INDIA: Budget fails to lift spirits of industry
The Indian government's decision to cut the basic import duty on spirits and wines from 210% to 182% has been met with little joy by the industry.
The drinks industry still believes the cut will do little eto help their business or combat the black market.
In a statement released to just-drinks Dinesh Jain, managing director of India & Area Countries, Highland Distillers said: "Duty relief on BIO (bottled in Origin) liquor is a welcome step. However, it is only a very small step. The impact of duty reduction from 210% to 182% is likely to result in a final price reduction of only about 10-12%, especially for the premium brands like "The Famous Grouse".
"The issue of double taxation of Special Additional Duty as well as State Taxes on imported liquor has not been referred and one will need to see the fine print. This is, in any case, a violation of WTO agreement and (I) hope that this has been resolved."
He went on: "Limited lesson seems to have been learnt from last year's experience where official imports shrank after duty increase and the only beneficiaries were bootleggers. At the proposed duty levels, there is, all the incentive for unscrupulous operators to benefit from high duty levels."
Meanwhile Deepak Roy Guiness UDV president for South Asia, Russia and Baltics told Reuters: "While this is a step in the right direction, it will have no real impact on the demand for imported spirits."
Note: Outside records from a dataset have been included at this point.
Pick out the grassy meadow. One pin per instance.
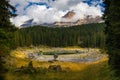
(98, 70)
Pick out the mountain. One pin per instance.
(67, 21)
(69, 15)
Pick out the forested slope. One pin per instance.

"We expected the additional duty to be waived entirely," he said.
Apart from the basic duty of 210% and a special additional duty of 4%, liquor importers paid an additional import duty of 150%, 100% and 75%, depending on the price of the spirits imported.
This year's budget cut the additional duty for imported spirits costing less than $25 to 75% and 50% for those priced over $25.
A powerful industry lobby group, consisting of many of the world's top drinks companies had argued for the total scrapping of the additional duty altogether. But the government said that the duty was enforced because domestic firms paid a state excise duty from which foreign companies' imported bottled spirits were exempt.